Moebius.
Tal vez haya sido Bach el involuntario inspirador de la cinta de Moebius, una paradoja topológica que anuda dimensiones que discurren paralelas en un eterno e imposible pero real retorno al origen. En sus ejercicios canónicos postuló un tiempo circular y reversible que al volver sobre sus pasos ejecuta siempre la misma melodía. Pocas metáforas más eficaces para pensar la historia en lo que de catástrofe recurrente tiene. Marx resumirá: una vez es tragedia, dos, farsa.
Durante la última dictadura se acuñaron imágenes institucionales que contenían en su propio seno una crítica implícita -e involuntaria- a sus propósitos en la medida en que derrapaban fácilmente hacia la parodia. Una de las más conocidas era aquella propaganda en la que un joven bien trajeado era interceptado en las escalinatas de la Facultad de Derecho de la UBA por un militante de pelo largo que le alcanzaba los tres tomos de El capital, y, con tono cómplice, le decía: “leelo y mañana lo comentamos” (sic). La respuesta del joven impoluto era contundente: “yo vengo a estudiar”. Y el colofón amenazante era el latiguillo “¿usted sabe dónde está su hijo ahora?” que no solo abría sospechas sobre todo joven sino que además recordaba a quienes tenían amigos o familiares desaparecidos, que esa posibilidad aún regía con fuerza de ley. Paradoja múltiple, porque justamente el estado de derecho era lo vulnerado (conviene recordar la CAL, Comisión de Asesoramiento Legislativo, que emitía “leyes” de pretendida juridicidad en sustitución de la actividad parlamentaria). El Estado de Excepción -es decir, la soberanía absoluta sobre el cuerpo de la nación- habilitaba la masacre, abría las puertas a los chacales cebados que salían de cacería humana cada día sin que ningún tipo de juricidad los cuestionara. La frase “no hay derecho” era literal. El derecho era un facultad no ejercida en la Argentina. La Facultad de Derecho era un oximoron; un lugar donde la ley se volvía abstracta, utópica. Contrapuesta a la inscripción de la ley del terror en los cuerpos, como en los cuentos de Kafka. Los cuerpos de los desaparecidos caían al mar de los aviones, yacían en las mazmorras del régimen o eran sepultados en tumbas sin nombres. No había derecho para ellos. No lo hubo durante muchos años. Era lógico: ¿cuál es el derecho de los muertos? Y de los desaparecidos? Aquellos que, como decía Videla, no tienen entidad, nos están, están desaparecidos, pueden aspirar a un derecho que no sea póstumo?

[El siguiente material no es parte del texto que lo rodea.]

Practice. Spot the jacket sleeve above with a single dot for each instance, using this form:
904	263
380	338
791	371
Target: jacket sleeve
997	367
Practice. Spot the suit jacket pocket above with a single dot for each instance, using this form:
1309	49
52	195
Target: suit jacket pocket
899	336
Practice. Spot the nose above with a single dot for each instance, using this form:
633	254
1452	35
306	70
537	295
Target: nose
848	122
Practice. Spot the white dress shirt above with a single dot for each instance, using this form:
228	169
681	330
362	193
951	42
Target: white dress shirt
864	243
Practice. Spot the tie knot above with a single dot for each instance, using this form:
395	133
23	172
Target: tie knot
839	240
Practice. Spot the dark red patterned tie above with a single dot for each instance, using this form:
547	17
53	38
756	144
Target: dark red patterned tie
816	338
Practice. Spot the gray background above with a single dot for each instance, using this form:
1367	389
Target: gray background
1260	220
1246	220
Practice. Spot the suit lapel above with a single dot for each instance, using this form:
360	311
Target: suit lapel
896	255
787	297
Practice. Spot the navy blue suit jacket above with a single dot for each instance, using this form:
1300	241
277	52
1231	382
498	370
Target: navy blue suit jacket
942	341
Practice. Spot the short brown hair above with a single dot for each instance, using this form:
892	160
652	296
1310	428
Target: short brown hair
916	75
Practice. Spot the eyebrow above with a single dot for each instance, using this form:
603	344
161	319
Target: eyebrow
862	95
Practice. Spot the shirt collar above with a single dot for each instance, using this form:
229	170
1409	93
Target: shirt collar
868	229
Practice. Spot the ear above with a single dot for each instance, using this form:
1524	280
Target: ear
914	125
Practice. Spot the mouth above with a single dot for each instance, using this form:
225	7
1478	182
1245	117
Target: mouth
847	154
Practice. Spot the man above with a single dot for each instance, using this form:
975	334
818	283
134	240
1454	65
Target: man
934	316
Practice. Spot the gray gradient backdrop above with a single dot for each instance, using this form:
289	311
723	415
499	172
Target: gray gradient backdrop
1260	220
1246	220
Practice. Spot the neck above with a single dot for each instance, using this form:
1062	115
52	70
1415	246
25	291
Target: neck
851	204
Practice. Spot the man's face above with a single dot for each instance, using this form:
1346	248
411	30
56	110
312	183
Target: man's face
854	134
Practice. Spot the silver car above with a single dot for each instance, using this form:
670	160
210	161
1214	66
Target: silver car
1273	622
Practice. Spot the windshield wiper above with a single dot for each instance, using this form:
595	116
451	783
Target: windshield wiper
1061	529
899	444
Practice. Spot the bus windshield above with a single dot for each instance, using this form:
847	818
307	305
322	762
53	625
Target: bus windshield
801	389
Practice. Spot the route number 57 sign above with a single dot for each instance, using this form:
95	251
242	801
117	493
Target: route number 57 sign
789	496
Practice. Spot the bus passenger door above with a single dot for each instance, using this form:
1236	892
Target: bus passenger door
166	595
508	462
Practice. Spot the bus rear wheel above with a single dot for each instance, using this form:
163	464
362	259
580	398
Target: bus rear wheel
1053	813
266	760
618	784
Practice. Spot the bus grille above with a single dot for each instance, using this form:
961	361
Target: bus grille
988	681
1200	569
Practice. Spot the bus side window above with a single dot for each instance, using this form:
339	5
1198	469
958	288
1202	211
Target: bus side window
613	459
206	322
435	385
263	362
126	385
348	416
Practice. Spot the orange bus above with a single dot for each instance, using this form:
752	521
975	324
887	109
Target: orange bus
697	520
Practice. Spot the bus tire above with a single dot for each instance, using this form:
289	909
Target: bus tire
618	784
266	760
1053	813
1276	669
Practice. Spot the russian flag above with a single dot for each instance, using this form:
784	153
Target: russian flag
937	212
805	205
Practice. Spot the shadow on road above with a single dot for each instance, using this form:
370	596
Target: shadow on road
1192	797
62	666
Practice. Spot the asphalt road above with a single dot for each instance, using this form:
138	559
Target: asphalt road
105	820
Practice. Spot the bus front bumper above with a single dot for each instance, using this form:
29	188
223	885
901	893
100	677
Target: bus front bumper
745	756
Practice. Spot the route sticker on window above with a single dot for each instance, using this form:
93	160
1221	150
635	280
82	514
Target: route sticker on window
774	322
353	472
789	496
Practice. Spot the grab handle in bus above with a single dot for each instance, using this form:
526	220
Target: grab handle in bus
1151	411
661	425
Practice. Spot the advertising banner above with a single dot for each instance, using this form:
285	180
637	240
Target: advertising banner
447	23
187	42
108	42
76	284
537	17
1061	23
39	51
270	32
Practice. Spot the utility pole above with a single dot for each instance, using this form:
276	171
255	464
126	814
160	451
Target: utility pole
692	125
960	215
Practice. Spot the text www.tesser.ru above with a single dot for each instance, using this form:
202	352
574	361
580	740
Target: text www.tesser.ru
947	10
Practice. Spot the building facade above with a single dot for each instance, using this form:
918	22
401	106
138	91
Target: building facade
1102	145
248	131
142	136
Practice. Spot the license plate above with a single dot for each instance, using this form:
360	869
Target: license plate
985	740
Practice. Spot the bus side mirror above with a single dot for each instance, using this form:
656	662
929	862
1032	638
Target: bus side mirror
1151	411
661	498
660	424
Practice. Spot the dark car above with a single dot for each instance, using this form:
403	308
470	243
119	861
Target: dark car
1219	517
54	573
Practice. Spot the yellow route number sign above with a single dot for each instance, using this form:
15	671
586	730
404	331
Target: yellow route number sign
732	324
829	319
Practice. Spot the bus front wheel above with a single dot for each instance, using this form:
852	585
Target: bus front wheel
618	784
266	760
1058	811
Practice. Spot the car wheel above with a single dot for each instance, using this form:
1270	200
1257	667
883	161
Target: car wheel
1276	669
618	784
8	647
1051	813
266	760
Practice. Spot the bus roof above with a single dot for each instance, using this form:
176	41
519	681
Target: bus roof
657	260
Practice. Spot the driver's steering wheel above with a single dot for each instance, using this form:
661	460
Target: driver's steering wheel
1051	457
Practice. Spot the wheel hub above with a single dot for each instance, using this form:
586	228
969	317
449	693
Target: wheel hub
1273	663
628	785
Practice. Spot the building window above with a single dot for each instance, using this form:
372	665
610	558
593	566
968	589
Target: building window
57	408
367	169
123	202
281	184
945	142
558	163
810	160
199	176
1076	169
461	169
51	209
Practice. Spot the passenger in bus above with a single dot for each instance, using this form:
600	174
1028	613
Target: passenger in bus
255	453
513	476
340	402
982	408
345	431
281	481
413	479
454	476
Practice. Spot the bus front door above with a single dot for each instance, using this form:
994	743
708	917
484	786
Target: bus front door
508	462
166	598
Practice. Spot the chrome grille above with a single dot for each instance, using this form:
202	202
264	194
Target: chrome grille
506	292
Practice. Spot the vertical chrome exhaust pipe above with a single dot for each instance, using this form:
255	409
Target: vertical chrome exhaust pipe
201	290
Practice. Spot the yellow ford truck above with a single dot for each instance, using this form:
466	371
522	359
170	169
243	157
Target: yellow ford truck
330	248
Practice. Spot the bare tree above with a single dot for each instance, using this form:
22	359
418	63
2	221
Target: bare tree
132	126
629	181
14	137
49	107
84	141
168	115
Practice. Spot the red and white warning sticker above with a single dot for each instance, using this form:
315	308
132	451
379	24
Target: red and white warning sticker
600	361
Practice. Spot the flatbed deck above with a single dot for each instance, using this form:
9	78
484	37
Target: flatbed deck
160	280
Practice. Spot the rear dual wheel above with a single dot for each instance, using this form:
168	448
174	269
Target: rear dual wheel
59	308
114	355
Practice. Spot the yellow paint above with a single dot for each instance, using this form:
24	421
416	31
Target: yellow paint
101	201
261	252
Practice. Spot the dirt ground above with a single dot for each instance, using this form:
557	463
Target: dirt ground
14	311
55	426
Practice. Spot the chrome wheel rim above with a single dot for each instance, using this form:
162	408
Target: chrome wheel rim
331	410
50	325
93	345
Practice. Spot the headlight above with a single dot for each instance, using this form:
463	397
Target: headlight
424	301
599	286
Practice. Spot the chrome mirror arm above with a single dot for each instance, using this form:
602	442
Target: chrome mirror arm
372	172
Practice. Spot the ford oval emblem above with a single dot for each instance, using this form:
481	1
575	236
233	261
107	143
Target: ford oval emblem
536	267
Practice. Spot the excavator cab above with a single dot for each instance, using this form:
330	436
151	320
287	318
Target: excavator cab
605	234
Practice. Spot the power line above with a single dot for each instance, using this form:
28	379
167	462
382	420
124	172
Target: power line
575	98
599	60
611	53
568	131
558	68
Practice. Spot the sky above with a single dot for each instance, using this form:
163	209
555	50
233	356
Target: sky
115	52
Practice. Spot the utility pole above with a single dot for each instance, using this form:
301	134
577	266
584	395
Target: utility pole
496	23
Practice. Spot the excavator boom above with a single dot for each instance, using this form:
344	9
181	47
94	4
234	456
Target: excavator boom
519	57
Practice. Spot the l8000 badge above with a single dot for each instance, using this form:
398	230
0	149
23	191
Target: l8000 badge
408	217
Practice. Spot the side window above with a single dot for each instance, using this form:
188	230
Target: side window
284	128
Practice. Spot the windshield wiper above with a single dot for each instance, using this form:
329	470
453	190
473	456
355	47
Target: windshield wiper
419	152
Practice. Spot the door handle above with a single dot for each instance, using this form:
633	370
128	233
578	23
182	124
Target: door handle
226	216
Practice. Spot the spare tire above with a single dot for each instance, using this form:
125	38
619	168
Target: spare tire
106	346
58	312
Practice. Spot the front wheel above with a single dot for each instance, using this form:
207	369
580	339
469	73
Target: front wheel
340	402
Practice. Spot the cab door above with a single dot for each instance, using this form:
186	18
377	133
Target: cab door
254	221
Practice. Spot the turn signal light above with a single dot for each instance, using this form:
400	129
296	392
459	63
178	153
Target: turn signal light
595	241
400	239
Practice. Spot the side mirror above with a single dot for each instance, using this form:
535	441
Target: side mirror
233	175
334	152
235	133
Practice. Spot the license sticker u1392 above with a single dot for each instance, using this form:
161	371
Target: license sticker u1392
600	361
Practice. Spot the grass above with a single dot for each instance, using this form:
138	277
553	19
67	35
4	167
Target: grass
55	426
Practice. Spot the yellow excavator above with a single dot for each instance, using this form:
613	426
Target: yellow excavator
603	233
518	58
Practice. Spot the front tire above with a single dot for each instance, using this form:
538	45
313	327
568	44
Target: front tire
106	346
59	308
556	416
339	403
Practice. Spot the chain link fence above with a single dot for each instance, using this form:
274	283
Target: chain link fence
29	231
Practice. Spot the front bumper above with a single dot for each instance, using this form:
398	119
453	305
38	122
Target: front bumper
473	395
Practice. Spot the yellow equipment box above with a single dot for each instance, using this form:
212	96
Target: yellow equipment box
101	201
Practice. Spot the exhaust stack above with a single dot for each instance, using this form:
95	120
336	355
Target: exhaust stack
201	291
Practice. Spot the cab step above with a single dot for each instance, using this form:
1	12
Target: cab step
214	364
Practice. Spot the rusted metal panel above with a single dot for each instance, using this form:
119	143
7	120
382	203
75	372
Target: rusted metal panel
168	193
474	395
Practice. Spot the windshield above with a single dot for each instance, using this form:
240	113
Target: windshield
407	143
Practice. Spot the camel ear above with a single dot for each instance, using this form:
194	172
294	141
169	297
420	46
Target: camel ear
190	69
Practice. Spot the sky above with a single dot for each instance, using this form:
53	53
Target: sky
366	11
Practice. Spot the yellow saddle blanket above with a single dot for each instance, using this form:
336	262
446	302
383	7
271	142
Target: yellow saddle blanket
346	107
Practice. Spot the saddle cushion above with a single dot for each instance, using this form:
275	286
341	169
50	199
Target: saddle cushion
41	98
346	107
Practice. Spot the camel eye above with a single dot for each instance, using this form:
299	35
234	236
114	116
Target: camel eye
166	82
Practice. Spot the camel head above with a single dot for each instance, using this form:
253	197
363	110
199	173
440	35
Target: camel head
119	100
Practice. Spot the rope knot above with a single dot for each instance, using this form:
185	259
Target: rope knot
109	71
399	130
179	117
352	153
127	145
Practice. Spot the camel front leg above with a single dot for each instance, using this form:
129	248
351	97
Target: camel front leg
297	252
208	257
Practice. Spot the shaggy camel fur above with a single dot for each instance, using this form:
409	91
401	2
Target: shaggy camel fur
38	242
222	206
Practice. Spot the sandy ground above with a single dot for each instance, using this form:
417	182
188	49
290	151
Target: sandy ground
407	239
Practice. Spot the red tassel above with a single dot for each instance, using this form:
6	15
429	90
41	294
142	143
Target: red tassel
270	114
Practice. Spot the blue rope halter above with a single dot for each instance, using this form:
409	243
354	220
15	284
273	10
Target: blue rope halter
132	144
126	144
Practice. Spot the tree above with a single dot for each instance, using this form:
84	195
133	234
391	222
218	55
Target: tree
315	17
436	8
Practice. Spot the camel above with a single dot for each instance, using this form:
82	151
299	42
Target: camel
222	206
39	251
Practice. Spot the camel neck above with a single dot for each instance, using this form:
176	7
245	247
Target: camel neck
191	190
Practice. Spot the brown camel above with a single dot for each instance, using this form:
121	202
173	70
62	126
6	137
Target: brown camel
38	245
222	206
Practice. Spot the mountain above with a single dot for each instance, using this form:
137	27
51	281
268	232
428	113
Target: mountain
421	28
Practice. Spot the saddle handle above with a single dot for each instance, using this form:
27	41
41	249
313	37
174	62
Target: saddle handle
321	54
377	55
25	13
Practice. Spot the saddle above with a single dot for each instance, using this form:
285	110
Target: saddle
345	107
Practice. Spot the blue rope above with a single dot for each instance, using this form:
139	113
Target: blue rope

Solo bajo la forma de reparación, décadas después, hubo el tardío efecto de la justicia. Pero esa justicia está amenanzada por su propia naturaleza: cómplice por acción u omisión, el sistema judicial bascula en sus designios de justicia tanto como en su vocación de servir al amo -aunque ese amo sea el fantasma del autoritarismo y la desigualdad más radical.
Pero algo que no sospechó Videla ni nadie es que el desaparecido es una potencia histórica. La víctima que solo habla a través de su cuerpo ausente invoca las palabras y los actos de aquellos que le sobrevivimos. Nos coloca en estado de deuda. En momentos de venalidad judicial, donde la posibilidad de retracción de la justicia alcanzada actualiza el delito de la desaparición, los cuerpos de los jóvenes muertos vuelven a rodar escaleras abajo de la Facultad de Derecho como en la secuencia cinematográfica de El acorazado Potemkin, bajo el signo del retorno punzante de la memoria convocada. Son cuerpos que interpelan, cuesta abajo en su rodada, las ilusiones pasadas y las por venir, cuestionando a la justicia, a sus sujetos, al canon retornante del terror que la justicia no supo impedir.